Legacy

Spring 2022
Issues/Contents
Forefront

Making headlines

DAVID ORR/ISTOCK

Wisdom of wastewater > It may be gross, but there’s a whole lot of useful information that can be mined from sewage. The U of M Medical School is tracking shed viral RNA in wastewater to predict trends in COVID-19’s spread. “We have shown repeatedly through each surge that measures of RNA in wastewater reliably predict up to two weeks in advance increases in cases,” the Medical School’s Tim Schacker, M.D., told the Star Tribune in January. The tool is accessible to the public at z.umn.edu/ww_dashboard.

Energy for the afternoon > Briefly switching away from your usual routine in the afternoon can help you refocus and re-energize, according to the mental health experts quoted in the magazine Self in February.

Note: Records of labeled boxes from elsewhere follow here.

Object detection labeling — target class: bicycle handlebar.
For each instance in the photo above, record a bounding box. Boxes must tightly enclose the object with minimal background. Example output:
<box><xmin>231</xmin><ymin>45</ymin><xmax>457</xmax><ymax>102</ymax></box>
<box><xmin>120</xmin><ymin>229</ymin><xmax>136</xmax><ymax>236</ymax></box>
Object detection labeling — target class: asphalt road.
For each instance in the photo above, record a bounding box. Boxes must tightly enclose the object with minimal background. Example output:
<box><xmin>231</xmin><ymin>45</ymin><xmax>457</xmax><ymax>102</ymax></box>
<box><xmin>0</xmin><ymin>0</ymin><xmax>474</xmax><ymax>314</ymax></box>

M Health Fairview psychiatrist and Medical School associate professor Kaz Nelson, M.D., recommends taking a break to tidy or organize your space, listen to music that matches your mood, or express gratitude for someone or something.

A Texas-sized task > For the late Kent Taylor, founder and CEO of Texas Roadhouse restaurants, who was profiled in Fortune in January, tinnitus was debilitating. There is no known cure, but while Taylor was searching for answers, he heard the U’s Hubert Lim, Ph.D., on a podcast and reached out. Before he died last March, Taylor gave $500,000 to further Lim’s research on a new device that could ease the ringing in the ears associated with tinnitus.